Потом эта последняя вспышка твоей прежней натуры. Бездушный, о котором я думала, что любила, похвастался перед тобой моей любовью и назвал тебя своим преемником. О! Клянусь тебе, Тамарин, он никогда не был для меня тем, чем ты стал для меня, – моим идеалом, моим добрым гением, моим черным демоном! Но он во многом был прав. Отчего ты это сделал? Счел ли ты его слова за клевету, не зная, что я так низко упала, или в тебе пробудился остаток прежней любви и не вынесла твоя гордая натура поругания имени, которое она носила, может быть, еще глубоко, глубоко, где-нибудь на дне сердца? Или просто это был порыв оскорбленного самолюбия, при мысли, что не ты был первым?…
И мы расстались. Я помню это прощание: я плакала, я не понимала себя… стыд, угрызения совести, любовь, жгучая любовь. Ты был скучен, зол и равнодушен, а между тем ты хотел быть ласков! Твой последний поцелуй был холоден, как первый поцелуй нашего свидания. Без тебя я хлопотала о твоем прощении… не для тебя, нет. Собственно для себя. Мне было сладко быть чем-нибудь в твоей жизни, больно и отрадно произносить вслух твое имя. Все думали, что я хочу загладить свое прежнее поведение, поправить репутацию… что мне в ней!
И вот мы опять свиделись, чтобы снова расстаться, и, может быть, уже навсегда. Ты мало изменился, только еще более охладел, изленился жить и чувствовать.

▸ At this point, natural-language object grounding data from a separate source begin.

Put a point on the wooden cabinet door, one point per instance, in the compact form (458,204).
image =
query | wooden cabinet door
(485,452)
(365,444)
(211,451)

Было ли это следствием прошлого, или и другие, как я, дали тебе, мой бедный друг, еще горький урок, еще тягостное убеждение, что жить и чувствовать значит страдать, что тяжело жить тому, кто наказан понимающей себя высокой натурой и имеет право быть страшно самолюбивым. Я тебя не спрашивала об этом: я боялась пробудить прошедшее.
Боже мой, стучатся. Пора! Пора! А мне хотелось еще так много сказать тебе. Что ждет меня? Впрочем, я рада, что муж все знает.
Будет мне его обманывать. Мне легче, что я перед ним, как и перед светом, могу сбросить тяжелую маску.
Только теперь он будет вечной преградой между нами. Я для тебя буду ничто, ничто, как заживо умершая! Это ужасно! Только иногда разве ты невольно вспомнишь обо мне, но как обо мне т вспомнишь? Бога ради, не поминай меня дурно! Неужели я еще не выкупила своей вины? Да я не виновата: я была тогда другая, я была тогда для тебя тем черным насланием судьбы, которым ты был для меня во всю жизнь и чем будешь для других. Для других-то за что? Я хотела просить тебя, да нет, не нужно. Вчера я также приходила просить, но это было гибельно для меня. Верно, так уж надо, чтобы все так шло.
Люби Вареньку, если можешь любить, позволь и ей любить себя.
Быть может, она даст твоему сердцу ту жизнь, которую отняла я у него. Тогда я первая благословлю ее. Если же нет, что же? Ведь надобно ей когда-нибудь страдать. Ведь страдали же и ты и я!
Опять стучатся! Это голос барона… проси прости, прости твою Лидию.
Лошади поданы, мы сейчас едем; шесть часов утра. Ты еще спишь теперь, Тамарин, я тебя не увижу!»
Пока Тамарин читал письмо баронессы, Варенька ходила по саду. Что пережила она, бедненькая, в эти два часа с приезда Тамарина!
В жизни чувств, как в жизни растений, есть не уловимое мгновение, в которое они, как пунцовый цветок, прорвавший зеленую почку, вдруг являются на Божий свет, и все тайно вскормленное и бессознательно выношенное в сердце становится очевидностью. Этот фазис поутру в тот день пережила Варенька.